On the fifteenth of March Dundee received information that some of the Covenanters had bound themselves together to slay him and Sir George Mackenzie, whose eloquence and learning, long prostituted to the service of tyranny, had made him more odious to the Presbyterians than any other man of the gown. Dundee applied to Hamilton for protection, and Hamilton advised him to bring the matter under the consideration of the Convention at the next sitting, 295

Before that sitting, a person named Crane arrived from France, with a letter addressed by the fugitive King to the Estates. The letter was sealed: the bearer, strange to say, was not furnished with a copy for the information of the heads of the Jacobite party; nor did he bring any message, written or verbal, to either of James's agents. Balcarras and Dundee were mortified by finding that so little confidence was reposed in them, and were harassed by painful doubts touching the contents of the document on which so much depended. They were willing, however, to hope for the best. King James could not, situated as he was, be so ill advised as to act in direct opposition to the counsel and entreaties of his friends.
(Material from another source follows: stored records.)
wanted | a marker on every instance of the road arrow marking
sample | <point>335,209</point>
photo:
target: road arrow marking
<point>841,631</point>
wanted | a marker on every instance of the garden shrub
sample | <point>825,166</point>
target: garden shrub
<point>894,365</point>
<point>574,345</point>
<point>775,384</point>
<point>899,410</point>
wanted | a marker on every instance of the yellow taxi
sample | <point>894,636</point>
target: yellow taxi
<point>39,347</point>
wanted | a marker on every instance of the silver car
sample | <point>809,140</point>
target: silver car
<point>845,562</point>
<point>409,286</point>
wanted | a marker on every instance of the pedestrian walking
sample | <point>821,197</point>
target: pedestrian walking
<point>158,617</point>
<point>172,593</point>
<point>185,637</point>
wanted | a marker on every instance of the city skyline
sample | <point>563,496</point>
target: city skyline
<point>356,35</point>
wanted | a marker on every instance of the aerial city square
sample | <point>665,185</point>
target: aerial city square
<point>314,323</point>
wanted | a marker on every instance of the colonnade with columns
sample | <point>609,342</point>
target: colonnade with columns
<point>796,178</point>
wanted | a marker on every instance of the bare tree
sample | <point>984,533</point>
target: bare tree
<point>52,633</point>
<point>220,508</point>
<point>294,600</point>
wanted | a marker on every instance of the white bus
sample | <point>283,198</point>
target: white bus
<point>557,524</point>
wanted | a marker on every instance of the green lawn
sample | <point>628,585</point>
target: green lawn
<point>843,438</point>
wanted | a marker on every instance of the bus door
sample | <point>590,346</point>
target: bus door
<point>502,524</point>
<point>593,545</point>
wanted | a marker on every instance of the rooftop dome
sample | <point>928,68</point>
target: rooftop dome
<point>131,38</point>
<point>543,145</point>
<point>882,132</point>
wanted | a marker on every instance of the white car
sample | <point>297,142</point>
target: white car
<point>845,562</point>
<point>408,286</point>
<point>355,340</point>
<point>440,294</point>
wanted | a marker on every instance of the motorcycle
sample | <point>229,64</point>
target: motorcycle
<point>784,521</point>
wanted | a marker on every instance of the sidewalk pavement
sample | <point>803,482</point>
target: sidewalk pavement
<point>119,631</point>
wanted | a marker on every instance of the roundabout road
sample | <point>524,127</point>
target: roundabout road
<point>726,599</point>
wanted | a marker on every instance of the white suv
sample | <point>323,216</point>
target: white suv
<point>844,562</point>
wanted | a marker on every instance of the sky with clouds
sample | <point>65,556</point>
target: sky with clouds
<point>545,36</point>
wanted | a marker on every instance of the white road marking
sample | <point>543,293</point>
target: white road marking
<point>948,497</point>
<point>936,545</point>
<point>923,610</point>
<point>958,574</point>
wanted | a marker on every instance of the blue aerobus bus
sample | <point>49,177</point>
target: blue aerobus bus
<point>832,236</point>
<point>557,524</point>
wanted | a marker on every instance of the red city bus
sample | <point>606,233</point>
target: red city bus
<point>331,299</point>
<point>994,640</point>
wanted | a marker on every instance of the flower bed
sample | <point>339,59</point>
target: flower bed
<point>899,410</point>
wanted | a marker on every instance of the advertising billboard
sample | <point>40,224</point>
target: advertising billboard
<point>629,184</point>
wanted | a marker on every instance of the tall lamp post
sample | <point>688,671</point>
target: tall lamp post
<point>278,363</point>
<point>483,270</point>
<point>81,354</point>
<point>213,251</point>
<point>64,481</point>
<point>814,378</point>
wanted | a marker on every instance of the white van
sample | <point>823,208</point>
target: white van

His letter, when opened, must be found to contain such gracious assurances as would animate the royalists and conciliate the moderate Whigs. His adherents, therefore, determined that it should be produced.

When the Convention reassembled on the morning of Saturday the sixteenth of March, it was proposed that measures should be taken for the personal security of the members. It was alleged that the life of Dundee had been threatened; that two men of sinister appearance had been watching the house where he lodged, and had been heard to say that they would use the dog as he had used them. Mackenzie complained that he too was in danger, and, with his usual copiousness and force of language, demanded the protection of the Estates. But the matter was lightly treated by the majority: and the Convention passed on to other business, 296

It was then announced that Crane was at the door of the Parliament House. He was admitted. The paper of which he was in charge was laid on the table. Hamilton remarked that there was, in the hands of the Earl of Leven, a communication from the Prince by whose authority the Estates had been convoked. That communication seemed to be entitled to precedence. The Convention was of the same opinion; and the well weighed and prudent letter of William was read.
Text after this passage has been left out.